第4章 はしやすめ
「やぁ」
「あ、キュウべぇ。」
宇航のアプローチにはぁ、なんてため息をついていたらどこからともなくキュウべぇがひょっこりと顔を出した。何処に行ってたの?なんて聞いたら今度はキュウべぇにため息をつかれた。
「え?______いッ!!?」
なんでため息なんか吐くの、そう聞こうとした瞬間、お腹に鋭い痛みが走った。何故?何故??おかしい。魔法少女は痛みを感じないはずなのに。痛みに耐えながら考える。__だって魔法少女はソウルジェムに魂を移してるんだから___痛いはずないでしょう?___ってあ!!!!
「そ、ぅるっ…!ジェ…!!」
「正解だよ。全く、君という人間はどうして命をやすやすと取られた挙句、その存在を蔑ろにするのか、わけがわからないよ。」
「な、蔑ろになんてして、ああ!」
またもお腹に激痛が走る。キュウべぇを見ればソウルジェムに手をぽすりと置いていた。それだけでお腹に刺さるような痛みを感じる。
「ん?」
「すみませんでした…」
分かれば宜しいと帰ってきたソウルジェムに頬ずりをする。痛みが無いのってとっても素晴らしいと文字通り痛感してしまった。

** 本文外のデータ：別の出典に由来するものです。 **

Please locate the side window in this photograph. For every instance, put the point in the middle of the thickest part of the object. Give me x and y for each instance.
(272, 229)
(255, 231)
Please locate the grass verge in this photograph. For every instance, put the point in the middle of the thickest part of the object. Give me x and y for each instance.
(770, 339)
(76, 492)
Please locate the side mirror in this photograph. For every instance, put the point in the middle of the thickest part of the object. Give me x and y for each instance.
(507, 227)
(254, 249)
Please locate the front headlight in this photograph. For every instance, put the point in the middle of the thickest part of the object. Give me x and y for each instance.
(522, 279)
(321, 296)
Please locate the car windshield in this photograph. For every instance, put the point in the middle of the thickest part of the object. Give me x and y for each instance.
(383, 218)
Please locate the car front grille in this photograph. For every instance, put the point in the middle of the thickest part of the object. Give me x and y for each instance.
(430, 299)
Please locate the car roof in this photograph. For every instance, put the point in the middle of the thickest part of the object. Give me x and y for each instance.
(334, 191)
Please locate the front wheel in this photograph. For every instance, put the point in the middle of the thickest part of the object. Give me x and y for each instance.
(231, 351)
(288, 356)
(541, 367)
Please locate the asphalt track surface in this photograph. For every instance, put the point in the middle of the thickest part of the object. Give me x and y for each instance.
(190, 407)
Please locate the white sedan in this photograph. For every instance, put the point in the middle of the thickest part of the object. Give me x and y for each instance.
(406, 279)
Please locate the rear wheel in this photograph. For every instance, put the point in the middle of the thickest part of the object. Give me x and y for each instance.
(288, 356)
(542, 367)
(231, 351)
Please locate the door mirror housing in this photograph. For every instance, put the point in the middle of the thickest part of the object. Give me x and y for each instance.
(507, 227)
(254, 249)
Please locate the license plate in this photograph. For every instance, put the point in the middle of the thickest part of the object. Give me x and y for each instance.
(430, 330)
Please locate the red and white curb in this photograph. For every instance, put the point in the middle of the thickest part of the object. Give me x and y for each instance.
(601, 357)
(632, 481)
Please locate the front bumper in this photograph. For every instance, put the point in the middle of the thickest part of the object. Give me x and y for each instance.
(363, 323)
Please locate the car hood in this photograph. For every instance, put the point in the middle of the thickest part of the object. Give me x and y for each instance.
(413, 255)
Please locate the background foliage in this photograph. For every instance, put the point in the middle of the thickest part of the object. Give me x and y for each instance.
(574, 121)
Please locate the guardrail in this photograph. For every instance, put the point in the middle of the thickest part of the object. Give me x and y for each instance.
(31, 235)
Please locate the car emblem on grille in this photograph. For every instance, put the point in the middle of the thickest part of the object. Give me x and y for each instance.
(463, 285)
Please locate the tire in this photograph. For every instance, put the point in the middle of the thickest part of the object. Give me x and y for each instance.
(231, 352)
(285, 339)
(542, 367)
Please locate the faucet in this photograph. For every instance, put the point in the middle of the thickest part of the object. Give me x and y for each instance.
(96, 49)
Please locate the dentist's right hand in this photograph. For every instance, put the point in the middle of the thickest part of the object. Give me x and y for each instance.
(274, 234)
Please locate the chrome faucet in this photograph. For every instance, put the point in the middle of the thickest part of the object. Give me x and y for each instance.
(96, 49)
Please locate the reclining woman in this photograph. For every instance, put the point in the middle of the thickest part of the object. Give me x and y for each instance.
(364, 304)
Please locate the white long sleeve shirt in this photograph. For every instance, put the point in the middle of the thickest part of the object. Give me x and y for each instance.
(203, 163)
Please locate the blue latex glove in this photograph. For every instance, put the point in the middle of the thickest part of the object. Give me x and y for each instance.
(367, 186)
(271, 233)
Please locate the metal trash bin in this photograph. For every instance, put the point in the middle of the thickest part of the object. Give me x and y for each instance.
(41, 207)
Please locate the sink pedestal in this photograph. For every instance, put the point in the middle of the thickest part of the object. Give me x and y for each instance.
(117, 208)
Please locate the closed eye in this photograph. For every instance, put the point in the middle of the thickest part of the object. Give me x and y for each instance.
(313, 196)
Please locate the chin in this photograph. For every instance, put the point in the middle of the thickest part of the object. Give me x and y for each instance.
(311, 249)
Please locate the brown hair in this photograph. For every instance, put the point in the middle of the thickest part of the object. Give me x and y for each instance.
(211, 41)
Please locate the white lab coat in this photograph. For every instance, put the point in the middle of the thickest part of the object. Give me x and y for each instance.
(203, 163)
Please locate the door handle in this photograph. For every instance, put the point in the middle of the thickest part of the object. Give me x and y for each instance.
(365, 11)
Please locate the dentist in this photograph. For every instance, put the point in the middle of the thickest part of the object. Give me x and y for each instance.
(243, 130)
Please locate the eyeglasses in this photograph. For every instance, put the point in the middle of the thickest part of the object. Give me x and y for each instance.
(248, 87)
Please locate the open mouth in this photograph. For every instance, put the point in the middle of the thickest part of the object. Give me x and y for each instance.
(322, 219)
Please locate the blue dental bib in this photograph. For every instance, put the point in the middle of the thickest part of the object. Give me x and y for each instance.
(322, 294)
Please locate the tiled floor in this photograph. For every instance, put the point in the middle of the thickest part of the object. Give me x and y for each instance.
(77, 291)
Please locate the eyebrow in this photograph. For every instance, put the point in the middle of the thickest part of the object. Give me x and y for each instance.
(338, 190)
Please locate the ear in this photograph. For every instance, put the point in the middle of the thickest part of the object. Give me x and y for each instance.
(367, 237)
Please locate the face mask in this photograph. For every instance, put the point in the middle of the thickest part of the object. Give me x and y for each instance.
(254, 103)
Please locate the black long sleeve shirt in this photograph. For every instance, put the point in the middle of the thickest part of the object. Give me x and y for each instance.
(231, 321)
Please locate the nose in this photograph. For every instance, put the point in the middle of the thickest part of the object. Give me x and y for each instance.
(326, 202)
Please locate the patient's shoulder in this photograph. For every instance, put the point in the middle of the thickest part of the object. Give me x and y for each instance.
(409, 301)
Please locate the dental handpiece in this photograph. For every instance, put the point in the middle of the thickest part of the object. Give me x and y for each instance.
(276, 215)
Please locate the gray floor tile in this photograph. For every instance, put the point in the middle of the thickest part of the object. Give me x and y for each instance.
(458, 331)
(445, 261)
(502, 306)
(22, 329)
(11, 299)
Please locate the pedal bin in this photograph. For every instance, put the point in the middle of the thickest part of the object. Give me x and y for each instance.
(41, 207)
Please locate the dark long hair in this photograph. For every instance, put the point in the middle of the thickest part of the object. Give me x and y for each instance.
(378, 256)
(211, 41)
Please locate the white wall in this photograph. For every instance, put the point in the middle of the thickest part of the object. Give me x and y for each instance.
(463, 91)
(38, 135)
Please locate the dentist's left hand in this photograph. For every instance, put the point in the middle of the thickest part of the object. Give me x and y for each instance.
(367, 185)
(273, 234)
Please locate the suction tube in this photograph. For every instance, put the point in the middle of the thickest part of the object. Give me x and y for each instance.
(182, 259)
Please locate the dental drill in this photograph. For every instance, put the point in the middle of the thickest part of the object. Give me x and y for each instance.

「じゃあ昨日キュウべぇが用事があるって言ったのは…」
「そうさ。の監禁場所が遠くなくて助かったよ。じゃないと君は今頃倒れて、抜け殻になっていたからね。」
「そうだね」
…さらっととんでもないこと言ったな…。
「まぁともかく、ありがとう、キュウべぇ。」
「次はないからね。」
ぷいっとそっぽを向くキュウべぇを見て、どうせまた今度私が困ったら助けてくれるんだろうなと思ってふふっと笑ってしまった。
………………
キュウべぇ、随分人間みが溢れてきたなぁ…。出会った当初は本当に悪魔みたいなやつだった。人の心が理解出来ないから当然といえば当然なのだが、それにしても限度がある。最初はキュウべぇの顔を見たくない程ムカついた時もあった。だが今はお互いが唯一無二だから、軽口を叩きつつも大事だと思っているし、キュウべぇもそうであると信じている。
__元来キュウべぇ、基インキュベーターという個体には感情という概念は必要無いものだった。